Obama officials deny strained relations with him. White House sources say it. They're paid to lie. So are ambassadors. Dan Shapiro, Washington's Israeli envoy, said both men agreed by phone to continue their "close cooperation and conversations."
Some wonder. Netanyahu goes out of his way to alienate people. Even America's media and some Democrats are less supportive.
The New York Times reported what it called "unusually harsh public comments about Israel's most important ally." Its September 13 article headlined "Obama Rebuffs Netanyahu on Setting Limits on Iran's Nuclear Program."
An unnamed US official said Washington's red line is an Iranian nuclear weapon. There is none, of course, nor plans to build one.
Netanyahu demands more. Relations with Obama reflect "frequently crossed wires." Netanyahu's bluster doesn't help. Saying Obama has no "moral right" to restrain Israel fuels resentment.
Israeli officials are offended. Netanyahu "faces deep divisions within his own country." His own deputy prime minister for intelligence and atomic affairs, Dan Meridor, told Israeli Army radio: "I don't want to set red lines or deadlines for myself." Others share his view for good reason.

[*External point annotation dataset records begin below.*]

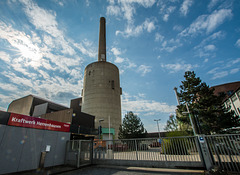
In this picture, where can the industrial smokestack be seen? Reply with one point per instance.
(102, 40)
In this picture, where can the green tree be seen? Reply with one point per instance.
(132, 127)
(172, 124)
(207, 111)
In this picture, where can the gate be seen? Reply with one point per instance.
(224, 151)
(78, 153)
(171, 152)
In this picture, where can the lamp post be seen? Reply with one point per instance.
(188, 112)
(156, 120)
(99, 128)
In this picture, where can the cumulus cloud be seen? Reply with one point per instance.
(131, 30)
(226, 68)
(116, 51)
(217, 73)
(140, 104)
(212, 4)
(185, 7)
(159, 37)
(42, 62)
(173, 68)
(170, 45)
(207, 23)
(210, 47)
(127, 10)
(119, 60)
(143, 69)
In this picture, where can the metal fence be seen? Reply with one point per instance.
(224, 151)
(164, 149)
(78, 152)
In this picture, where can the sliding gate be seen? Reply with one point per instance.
(78, 153)
(172, 152)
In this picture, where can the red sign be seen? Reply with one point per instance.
(37, 123)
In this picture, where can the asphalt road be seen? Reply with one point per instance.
(116, 170)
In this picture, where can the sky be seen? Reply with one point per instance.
(45, 46)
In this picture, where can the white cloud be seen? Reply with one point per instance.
(218, 73)
(42, 19)
(226, 68)
(238, 43)
(127, 9)
(148, 25)
(167, 12)
(170, 45)
(139, 104)
(234, 71)
(159, 37)
(113, 10)
(119, 60)
(207, 23)
(178, 28)
(5, 57)
(143, 69)
(173, 68)
(212, 4)
(185, 6)
(115, 51)
(210, 47)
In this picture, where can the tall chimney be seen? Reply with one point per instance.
(102, 40)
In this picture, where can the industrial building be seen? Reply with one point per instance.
(101, 94)
(82, 124)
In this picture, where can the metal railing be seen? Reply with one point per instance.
(164, 149)
(78, 152)
(224, 151)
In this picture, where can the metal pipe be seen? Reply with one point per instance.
(102, 40)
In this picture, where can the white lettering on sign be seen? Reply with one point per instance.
(22, 120)
(48, 124)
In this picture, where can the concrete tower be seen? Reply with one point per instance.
(101, 95)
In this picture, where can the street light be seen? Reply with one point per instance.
(156, 120)
(99, 128)
(188, 112)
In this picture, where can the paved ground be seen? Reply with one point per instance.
(117, 170)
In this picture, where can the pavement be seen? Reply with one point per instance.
(109, 170)
(122, 170)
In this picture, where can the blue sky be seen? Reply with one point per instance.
(46, 44)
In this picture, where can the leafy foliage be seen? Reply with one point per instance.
(132, 127)
(206, 109)
(172, 124)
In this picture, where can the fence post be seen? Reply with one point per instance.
(164, 150)
(136, 148)
(204, 151)
(79, 153)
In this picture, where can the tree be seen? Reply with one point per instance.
(132, 127)
(172, 124)
(206, 109)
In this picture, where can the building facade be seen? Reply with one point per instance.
(101, 94)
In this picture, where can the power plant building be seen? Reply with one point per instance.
(101, 94)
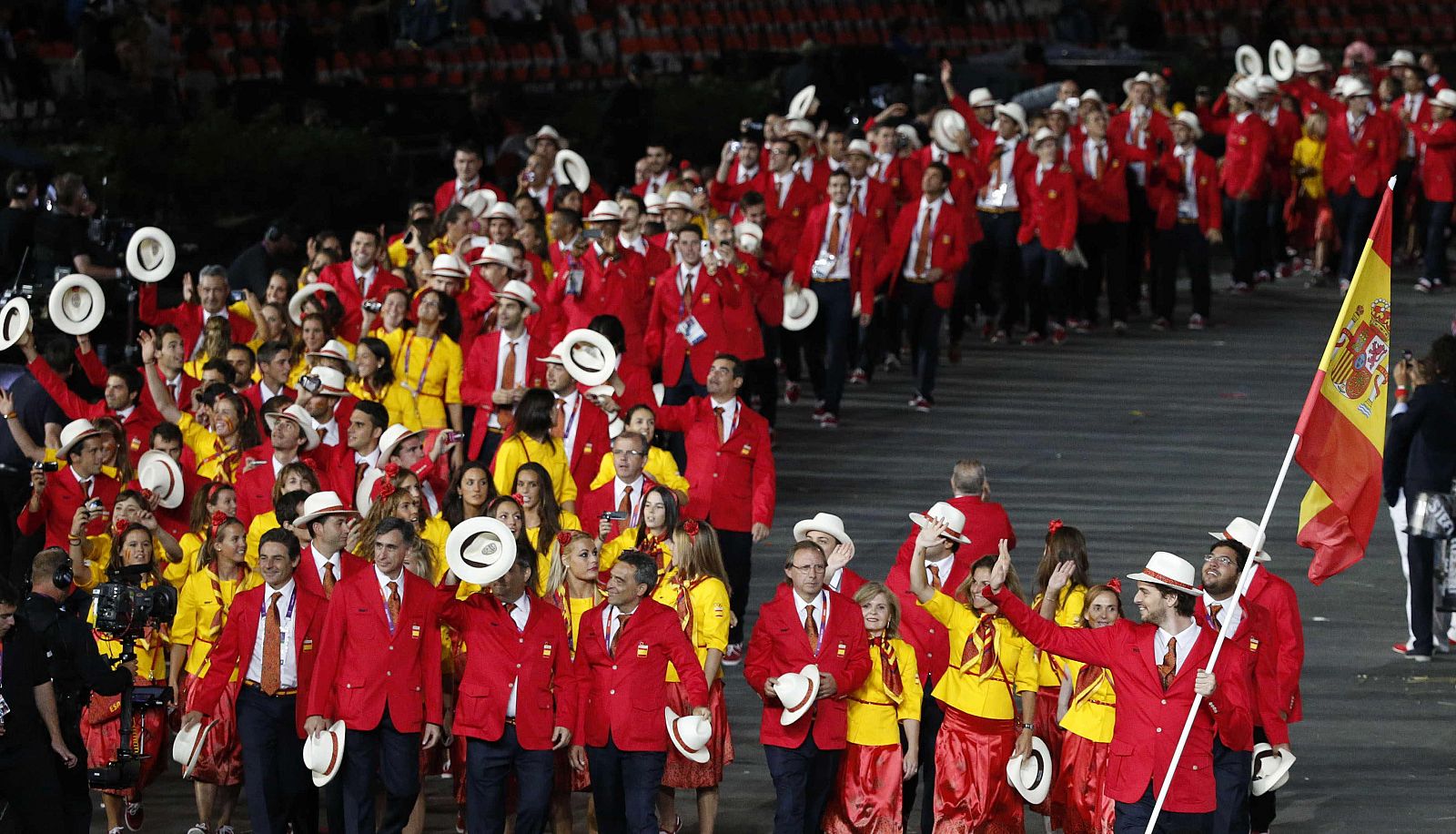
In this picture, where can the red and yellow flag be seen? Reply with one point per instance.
(1341, 428)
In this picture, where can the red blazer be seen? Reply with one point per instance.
(187, 318)
(446, 194)
(137, 424)
(363, 669)
(478, 385)
(1048, 212)
(58, 503)
(1245, 158)
(1164, 191)
(950, 251)
(779, 646)
(1278, 598)
(865, 252)
(1149, 719)
(1436, 149)
(733, 482)
(341, 278)
(623, 696)
(535, 661)
(1365, 160)
(708, 302)
(235, 647)
(590, 504)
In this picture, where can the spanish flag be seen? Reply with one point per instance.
(1341, 428)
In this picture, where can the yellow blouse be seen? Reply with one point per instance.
(1069, 613)
(399, 402)
(989, 696)
(431, 369)
(1091, 713)
(198, 606)
(710, 620)
(521, 450)
(874, 715)
(660, 467)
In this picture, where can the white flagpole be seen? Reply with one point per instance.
(1245, 577)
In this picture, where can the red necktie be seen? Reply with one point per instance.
(273, 649)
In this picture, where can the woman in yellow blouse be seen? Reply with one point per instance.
(660, 464)
(1065, 545)
(203, 605)
(101, 722)
(698, 589)
(531, 442)
(375, 381)
(870, 793)
(652, 535)
(429, 363)
(215, 497)
(1088, 709)
(543, 516)
(992, 666)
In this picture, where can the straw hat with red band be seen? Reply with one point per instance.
(1169, 570)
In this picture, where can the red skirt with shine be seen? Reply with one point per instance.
(684, 773)
(972, 793)
(868, 795)
(1081, 780)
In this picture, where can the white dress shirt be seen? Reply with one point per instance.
(288, 662)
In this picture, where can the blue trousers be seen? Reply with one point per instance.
(625, 786)
(803, 780)
(488, 768)
(274, 778)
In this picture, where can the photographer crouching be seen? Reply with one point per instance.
(76, 669)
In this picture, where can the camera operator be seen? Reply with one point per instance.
(76, 668)
(28, 780)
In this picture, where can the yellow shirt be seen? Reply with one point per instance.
(198, 606)
(990, 696)
(710, 621)
(1310, 153)
(874, 717)
(399, 402)
(431, 369)
(660, 467)
(521, 450)
(1069, 613)
(1091, 713)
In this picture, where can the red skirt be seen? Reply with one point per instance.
(1052, 734)
(222, 757)
(868, 797)
(972, 793)
(101, 734)
(684, 773)
(1079, 783)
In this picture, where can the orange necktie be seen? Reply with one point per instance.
(273, 649)
(812, 627)
(1169, 664)
(393, 605)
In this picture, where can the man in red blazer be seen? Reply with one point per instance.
(1188, 219)
(730, 467)
(188, 317)
(379, 673)
(517, 703)
(926, 251)
(837, 259)
(1159, 662)
(622, 494)
(274, 655)
(359, 279)
(56, 497)
(805, 625)
(622, 654)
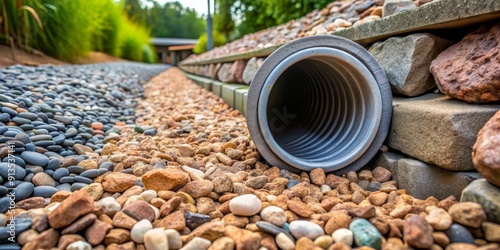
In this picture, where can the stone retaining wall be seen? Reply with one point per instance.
(444, 81)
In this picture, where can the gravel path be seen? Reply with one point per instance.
(186, 175)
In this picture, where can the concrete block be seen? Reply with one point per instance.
(239, 102)
(437, 129)
(228, 93)
(217, 88)
(423, 180)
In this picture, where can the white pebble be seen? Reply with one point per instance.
(284, 242)
(3, 220)
(197, 243)
(274, 215)
(303, 228)
(110, 205)
(343, 235)
(174, 239)
(155, 239)
(133, 198)
(148, 195)
(139, 230)
(195, 174)
(245, 205)
(79, 245)
(157, 211)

Senator Barbara Boxer posted a letter on her web site headlined "Boxer Expresses Disappointment Over Israeli Prime Minister's Remarks."

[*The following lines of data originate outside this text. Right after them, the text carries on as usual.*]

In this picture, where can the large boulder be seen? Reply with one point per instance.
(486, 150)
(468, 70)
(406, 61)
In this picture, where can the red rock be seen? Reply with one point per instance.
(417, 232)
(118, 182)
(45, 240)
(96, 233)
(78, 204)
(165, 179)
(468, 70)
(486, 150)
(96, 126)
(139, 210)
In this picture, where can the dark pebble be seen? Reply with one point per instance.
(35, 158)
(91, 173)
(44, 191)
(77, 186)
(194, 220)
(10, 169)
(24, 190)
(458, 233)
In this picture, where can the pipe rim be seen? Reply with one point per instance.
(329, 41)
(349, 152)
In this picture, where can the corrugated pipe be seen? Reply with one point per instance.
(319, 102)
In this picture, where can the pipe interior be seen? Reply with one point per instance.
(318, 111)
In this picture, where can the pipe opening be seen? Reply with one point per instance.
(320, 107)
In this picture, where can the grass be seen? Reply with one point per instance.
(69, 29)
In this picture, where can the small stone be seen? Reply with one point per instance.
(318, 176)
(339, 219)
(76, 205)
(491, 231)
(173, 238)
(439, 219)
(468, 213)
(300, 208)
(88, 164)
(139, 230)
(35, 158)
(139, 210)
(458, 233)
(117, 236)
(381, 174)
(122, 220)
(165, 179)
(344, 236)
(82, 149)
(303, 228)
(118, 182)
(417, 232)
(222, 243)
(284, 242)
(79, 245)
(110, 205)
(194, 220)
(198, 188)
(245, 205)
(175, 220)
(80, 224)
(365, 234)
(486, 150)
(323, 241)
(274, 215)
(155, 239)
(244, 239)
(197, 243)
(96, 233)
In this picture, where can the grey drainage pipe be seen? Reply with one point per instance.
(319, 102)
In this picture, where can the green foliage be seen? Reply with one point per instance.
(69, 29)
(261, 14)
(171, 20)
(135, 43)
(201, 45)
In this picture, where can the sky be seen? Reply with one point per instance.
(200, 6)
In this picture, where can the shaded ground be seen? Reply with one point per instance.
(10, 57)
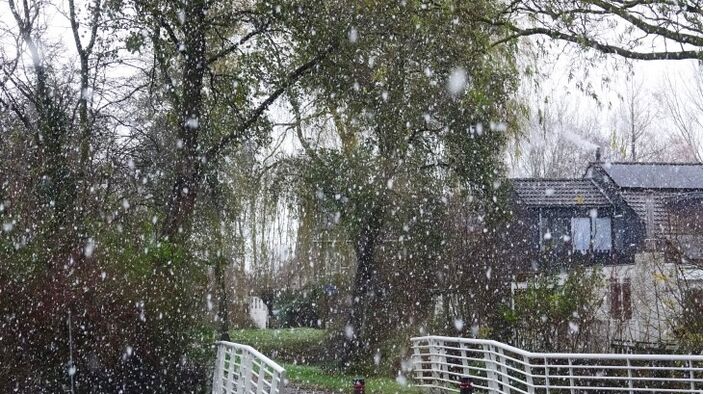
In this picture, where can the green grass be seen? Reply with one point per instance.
(301, 345)
(278, 337)
(314, 377)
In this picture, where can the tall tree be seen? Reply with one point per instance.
(415, 117)
(643, 30)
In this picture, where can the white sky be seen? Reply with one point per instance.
(558, 85)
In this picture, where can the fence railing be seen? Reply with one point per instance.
(240, 369)
(494, 367)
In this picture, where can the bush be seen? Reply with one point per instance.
(550, 315)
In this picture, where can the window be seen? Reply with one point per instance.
(555, 233)
(591, 234)
(620, 295)
(581, 229)
(602, 234)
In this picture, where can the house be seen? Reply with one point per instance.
(640, 223)
(613, 212)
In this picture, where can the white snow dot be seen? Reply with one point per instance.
(457, 81)
(192, 123)
(89, 248)
(574, 328)
(400, 379)
(459, 324)
(353, 35)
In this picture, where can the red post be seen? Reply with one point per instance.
(358, 386)
(466, 385)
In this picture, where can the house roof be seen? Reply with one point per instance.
(559, 192)
(655, 175)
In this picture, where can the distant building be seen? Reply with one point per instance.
(641, 222)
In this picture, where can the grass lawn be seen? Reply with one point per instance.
(284, 337)
(305, 347)
(299, 345)
(310, 376)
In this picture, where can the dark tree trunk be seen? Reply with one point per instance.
(365, 286)
(187, 180)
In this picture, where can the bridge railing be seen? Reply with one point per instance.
(494, 367)
(240, 369)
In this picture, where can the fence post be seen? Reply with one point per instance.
(569, 362)
(504, 371)
(490, 365)
(358, 386)
(219, 365)
(434, 357)
(630, 376)
(260, 378)
(442, 361)
(232, 356)
(466, 386)
(463, 354)
(529, 375)
(547, 379)
(418, 361)
(246, 365)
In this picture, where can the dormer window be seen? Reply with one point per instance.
(591, 234)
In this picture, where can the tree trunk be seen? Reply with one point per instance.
(185, 188)
(365, 286)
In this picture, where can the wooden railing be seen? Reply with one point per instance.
(240, 369)
(494, 367)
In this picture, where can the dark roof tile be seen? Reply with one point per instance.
(655, 175)
(559, 192)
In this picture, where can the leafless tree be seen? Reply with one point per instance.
(633, 135)
(558, 141)
(683, 105)
(634, 29)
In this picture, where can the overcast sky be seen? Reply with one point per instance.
(558, 85)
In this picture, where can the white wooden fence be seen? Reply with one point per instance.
(494, 367)
(240, 369)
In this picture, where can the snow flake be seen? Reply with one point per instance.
(457, 81)
(353, 35)
(89, 248)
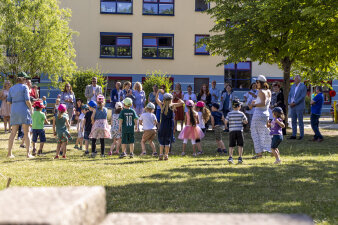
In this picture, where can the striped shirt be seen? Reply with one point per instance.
(235, 120)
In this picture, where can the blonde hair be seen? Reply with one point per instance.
(137, 86)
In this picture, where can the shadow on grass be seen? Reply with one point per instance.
(305, 187)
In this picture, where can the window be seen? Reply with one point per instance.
(238, 75)
(158, 7)
(117, 6)
(158, 46)
(116, 45)
(201, 5)
(200, 50)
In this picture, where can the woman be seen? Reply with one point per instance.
(260, 133)
(21, 112)
(68, 98)
(5, 110)
(179, 113)
(205, 95)
(226, 100)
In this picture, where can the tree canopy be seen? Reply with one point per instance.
(36, 38)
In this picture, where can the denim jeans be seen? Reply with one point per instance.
(315, 126)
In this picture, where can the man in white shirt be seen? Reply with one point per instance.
(189, 96)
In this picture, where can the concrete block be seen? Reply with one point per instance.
(53, 206)
(205, 219)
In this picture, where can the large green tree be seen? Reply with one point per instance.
(36, 38)
(283, 32)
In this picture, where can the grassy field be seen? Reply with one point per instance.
(306, 182)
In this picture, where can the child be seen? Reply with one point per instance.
(149, 122)
(191, 131)
(127, 121)
(44, 101)
(115, 133)
(276, 126)
(217, 120)
(60, 130)
(101, 128)
(166, 127)
(235, 120)
(79, 127)
(203, 118)
(87, 124)
(39, 118)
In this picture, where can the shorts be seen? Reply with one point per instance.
(39, 133)
(128, 138)
(218, 132)
(236, 138)
(149, 135)
(276, 140)
(86, 135)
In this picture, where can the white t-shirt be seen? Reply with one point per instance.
(189, 97)
(94, 96)
(148, 120)
(200, 120)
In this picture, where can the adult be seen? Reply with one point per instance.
(204, 95)
(5, 110)
(189, 96)
(296, 102)
(226, 100)
(280, 101)
(215, 94)
(116, 95)
(93, 90)
(316, 111)
(21, 112)
(260, 133)
(179, 113)
(140, 98)
(68, 98)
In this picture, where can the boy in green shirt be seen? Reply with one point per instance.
(39, 118)
(127, 121)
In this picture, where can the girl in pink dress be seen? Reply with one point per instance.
(5, 110)
(191, 131)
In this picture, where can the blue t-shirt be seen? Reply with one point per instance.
(316, 108)
(217, 117)
(101, 114)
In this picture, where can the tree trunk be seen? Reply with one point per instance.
(286, 65)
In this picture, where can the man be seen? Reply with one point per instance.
(116, 95)
(316, 111)
(93, 90)
(296, 102)
(214, 92)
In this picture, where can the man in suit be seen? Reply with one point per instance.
(93, 90)
(296, 102)
(116, 95)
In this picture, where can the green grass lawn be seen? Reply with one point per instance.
(306, 182)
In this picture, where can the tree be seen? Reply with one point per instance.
(36, 38)
(283, 32)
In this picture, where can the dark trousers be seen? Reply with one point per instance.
(315, 126)
(94, 145)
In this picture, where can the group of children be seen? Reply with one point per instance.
(93, 125)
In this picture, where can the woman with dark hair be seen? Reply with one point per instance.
(204, 95)
(68, 98)
(21, 112)
(260, 133)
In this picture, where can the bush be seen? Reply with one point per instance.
(158, 78)
(82, 78)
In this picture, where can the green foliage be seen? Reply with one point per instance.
(158, 78)
(36, 38)
(82, 78)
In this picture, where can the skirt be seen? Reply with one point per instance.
(192, 133)
(101, 129)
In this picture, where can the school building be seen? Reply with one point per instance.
(128, 39)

Calling herself one of Israel's strongest supporters, she said Netanyahu's comments are "utterly contrary to the extraordinary United States-Israel alliance"."

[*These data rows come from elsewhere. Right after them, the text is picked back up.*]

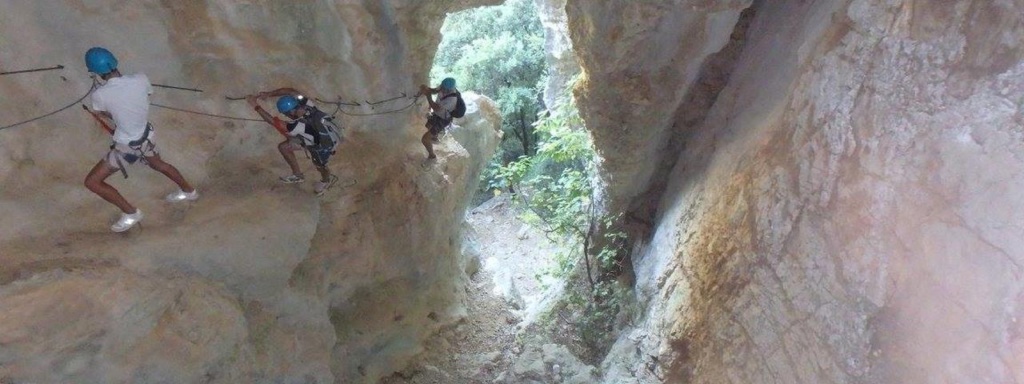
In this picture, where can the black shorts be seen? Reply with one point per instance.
(320, 157)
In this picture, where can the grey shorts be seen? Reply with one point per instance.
(124, 155)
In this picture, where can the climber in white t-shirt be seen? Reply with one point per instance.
(125, 99)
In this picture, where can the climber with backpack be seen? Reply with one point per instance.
(448, 107)
(310, 129)
(125, 100)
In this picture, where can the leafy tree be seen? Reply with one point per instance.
(499, 51)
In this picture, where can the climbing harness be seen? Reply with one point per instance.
(35, 70)
(91, 88)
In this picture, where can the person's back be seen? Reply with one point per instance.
(127, 99)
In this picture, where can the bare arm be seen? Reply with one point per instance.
(427, 91)
(269, 119)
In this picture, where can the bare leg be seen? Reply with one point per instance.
(168, 170)
(95, 182)
(428, 143)
(325, 174)
(288, 151)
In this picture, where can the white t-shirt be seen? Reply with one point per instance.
(127, 98)
(446, 103)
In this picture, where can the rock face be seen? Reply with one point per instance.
(562, 65)
(846, 212)
(256, 282)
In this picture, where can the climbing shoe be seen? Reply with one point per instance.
(182, 196)
(291, 179)
(323, 186)
(127, 220)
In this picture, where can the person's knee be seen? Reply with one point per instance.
(92, 181)
(158, 165)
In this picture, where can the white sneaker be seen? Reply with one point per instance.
(127, 221)
(181, 196)
(321, 187)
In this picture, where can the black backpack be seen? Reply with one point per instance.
(328, 133)
(460, 105)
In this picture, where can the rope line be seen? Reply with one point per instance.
(203, 113)
(415, 100)
(91, 88)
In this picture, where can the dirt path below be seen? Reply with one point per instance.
(483, 347)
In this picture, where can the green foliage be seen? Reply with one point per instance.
(557, 185)
(546, 158)
(499, 51)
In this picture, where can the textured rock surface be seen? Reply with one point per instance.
(562, 65)
(257, 282)
(640, 58)
(848, 211)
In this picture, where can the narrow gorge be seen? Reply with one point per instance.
(811, 192)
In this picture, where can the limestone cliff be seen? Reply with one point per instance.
(256, 282)
(848, 209)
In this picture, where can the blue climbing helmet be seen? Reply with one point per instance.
(287, 102)
(99, 60)
(448, 83)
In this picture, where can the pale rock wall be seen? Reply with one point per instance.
(256, 282)
(562, 65)
(848, 211)
(639, 59)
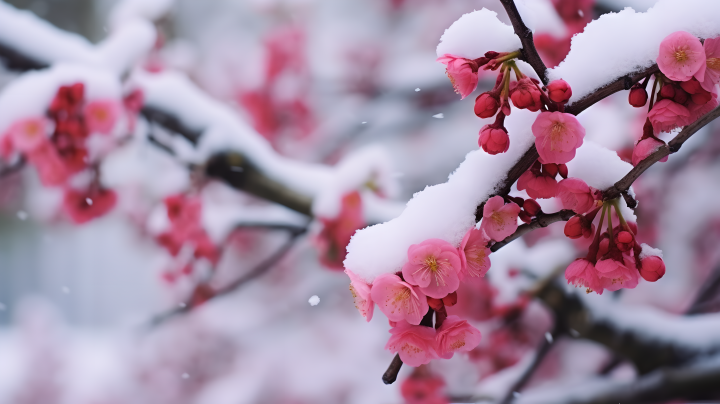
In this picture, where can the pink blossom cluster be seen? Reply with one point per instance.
(615, 259)
(57, 146)
(685, 90)
(557, 133)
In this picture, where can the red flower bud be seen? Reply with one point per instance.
(524, 216)
(638, 96)
(652, 268)
(559, 91)
(531, 207)
(450, 300)
(486, 105)
(562, 169)
(551, 170)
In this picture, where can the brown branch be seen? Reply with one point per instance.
(673, 146)
(542, 220)
(528, 50)
(258, 270)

"In light of this, I am stunned by the remarks that you made this week regarding U.S. support for Israel. Are you suggesting that the United States is not Israel's closest ally and does not stand by Israel?"
"Are you saying that Israel, under President Obama, has not received more in annual security assistance from the United States than at any time in its history, including for the Iron Dome Missile Defense System?"
In New Yorker editor David Remnick 's Neocon Gambits article, he said:
"It is hard to overestimate the risks that Benjamin Netanyahu poses to the future of his own country. As Prime Minister, he has done more than any other political figure to embolden and elevate the reactionary forces in Israel, to eliminate the dwindling possibility of a just settlement with the Palestinians, and to isolate his country on the world diplomatic stage."
"Now Netanyahu seems determined, more than ever, to alienate the President of the United States and, as an ally of Mitt Romney's campaign, to make himself a factor in the 2012 election - one no less pivotal than the most super Super PAC."
He added that Netanyahu's most trusted US allies are hardliners going along with him no matter what he says, does, or wants.
Other US media critics call him "brazen," "disgusting," "overbearing," and "over-the-top." It's hard remembering any previous Israeli leader taken to task this way.